Inicialmente concebido por la compañía Apogee Software como protagonista de un juego de acción bidimensional de perspectiva lateral, Duke Nukem se enfrentó al malévolo Dr Proton y sus robots en su debut en los videojuegos en 1991. Fue a partir de esa primera entrega cuando conoció a los que ya serían sus enemigos habituales, los alienígenas. Y es que después de haber sido secuestrado a un mundo alienígena del que pudo escapar en Duke Nukem II, el cenit de popularidad del personaje tuvo lugar nada más regresar a la Tierra procedente de este periplo espacial, ya en Duke Nukem 3D, cuando se la encuentra completamente dominada por otras fuerzas extraterrestres distintas que habían aprovechado la ocasión de la ausencia de Duke Nukem.

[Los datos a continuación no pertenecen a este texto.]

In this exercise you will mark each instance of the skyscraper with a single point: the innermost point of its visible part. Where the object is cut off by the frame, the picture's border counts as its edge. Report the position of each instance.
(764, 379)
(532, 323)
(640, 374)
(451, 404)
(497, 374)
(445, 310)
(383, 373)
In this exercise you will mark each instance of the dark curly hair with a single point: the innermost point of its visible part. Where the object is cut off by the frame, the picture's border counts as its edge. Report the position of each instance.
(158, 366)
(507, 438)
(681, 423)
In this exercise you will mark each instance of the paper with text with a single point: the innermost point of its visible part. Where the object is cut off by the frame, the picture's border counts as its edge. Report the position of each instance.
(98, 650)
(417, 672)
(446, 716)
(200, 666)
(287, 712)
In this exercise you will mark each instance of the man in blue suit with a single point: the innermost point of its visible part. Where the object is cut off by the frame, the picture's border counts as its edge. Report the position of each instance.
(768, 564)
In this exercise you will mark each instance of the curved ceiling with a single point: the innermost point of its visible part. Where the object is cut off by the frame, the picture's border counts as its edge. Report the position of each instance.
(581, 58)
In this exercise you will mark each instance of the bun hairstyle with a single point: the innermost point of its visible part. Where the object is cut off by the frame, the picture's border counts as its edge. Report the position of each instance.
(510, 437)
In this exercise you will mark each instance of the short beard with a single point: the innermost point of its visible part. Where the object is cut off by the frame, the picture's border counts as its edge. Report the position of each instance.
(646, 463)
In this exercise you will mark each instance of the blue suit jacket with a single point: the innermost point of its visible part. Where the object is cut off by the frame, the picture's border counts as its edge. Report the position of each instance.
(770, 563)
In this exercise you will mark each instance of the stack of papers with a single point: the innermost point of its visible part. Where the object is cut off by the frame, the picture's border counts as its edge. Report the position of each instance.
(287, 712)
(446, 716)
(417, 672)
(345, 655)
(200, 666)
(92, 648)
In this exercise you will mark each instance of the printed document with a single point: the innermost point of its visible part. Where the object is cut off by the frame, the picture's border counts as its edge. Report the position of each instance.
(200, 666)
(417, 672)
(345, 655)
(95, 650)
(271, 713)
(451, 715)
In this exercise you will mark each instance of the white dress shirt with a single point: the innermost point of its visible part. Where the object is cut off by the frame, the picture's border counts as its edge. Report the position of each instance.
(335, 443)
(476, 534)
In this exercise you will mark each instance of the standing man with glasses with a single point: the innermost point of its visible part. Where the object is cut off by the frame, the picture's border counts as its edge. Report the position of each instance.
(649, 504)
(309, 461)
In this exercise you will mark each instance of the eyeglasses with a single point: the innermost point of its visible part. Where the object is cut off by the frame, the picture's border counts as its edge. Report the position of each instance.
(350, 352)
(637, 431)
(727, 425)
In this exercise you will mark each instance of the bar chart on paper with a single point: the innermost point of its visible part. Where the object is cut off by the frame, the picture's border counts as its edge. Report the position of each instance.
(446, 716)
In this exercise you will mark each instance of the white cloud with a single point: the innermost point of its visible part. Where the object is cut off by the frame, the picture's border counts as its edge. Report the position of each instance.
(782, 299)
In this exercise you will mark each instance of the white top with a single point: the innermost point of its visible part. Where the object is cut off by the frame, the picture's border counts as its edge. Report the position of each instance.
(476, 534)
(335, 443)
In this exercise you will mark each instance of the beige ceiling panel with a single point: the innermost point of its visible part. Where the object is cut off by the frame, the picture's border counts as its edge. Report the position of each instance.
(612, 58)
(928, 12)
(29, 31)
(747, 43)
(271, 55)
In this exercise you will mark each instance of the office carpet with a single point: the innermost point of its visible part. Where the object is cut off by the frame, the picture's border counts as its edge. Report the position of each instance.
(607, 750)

Duke Nukem 3D supuso también que la saga pasara a testigo de 3D Realms, filial de Apogee específica de videojuegos tridimensionales que eventualmente acabó sustituyendo a la marca original como imagen corporativa de la empresa. Esta se conjuró para hacer una transición del personaje al género de acción en primera persona que fue aclamada por todo el sector por su excelente diseño y niveles plagados de interactividad con entornos realistas, especialmente de corte urbana. Desde entonces, y a la espera de la secuela real de Duke Nukem 3D que es Duke Nukem Forever, el carismático personaje ha salvado el planeta en varias ocasiones con entregas de corte menor repartidas en ordenadores y consolas, en algunas de las cuales ha llegado a desafiar el espacio-tiempo para poder cumplir su misión satisfactoriamente.
Y es que Duke Nukem es todo un experto en controlar el tiempo a su antojo. Tan pronto es capaz de salvar al mundo realizando imposibles viajes temporales, como de tener en vilo durante más de 10 años a toda una comunidad de jugadores esperando a su próxima gran continuación. A expensas de lo que pase con el largamente esperado Duke Nukem Forever, del que todavía no se tiene nada claro acerca de cuando estará listo, el bueno de Duke de momento volverá a limitarse a lo primero. A salvar el mundo, o mejor dicho, a enmendar el mal que supuestamente ha hecho para destruirlo.
Con Duke Nukem: Critical Mass y sus dos secuelas a cargo de la desarrolladora Frontline Studios, la mítica marca de finales de los ochenta que era Apogee Sofware encamina su regreso a la actualidad de los videojuegos, ahora de manera separada a lo que haga 3D Realms, y nuevamente de la mano del icono que ellos mismos concibieron a principios de los noventa: Duke Nukem.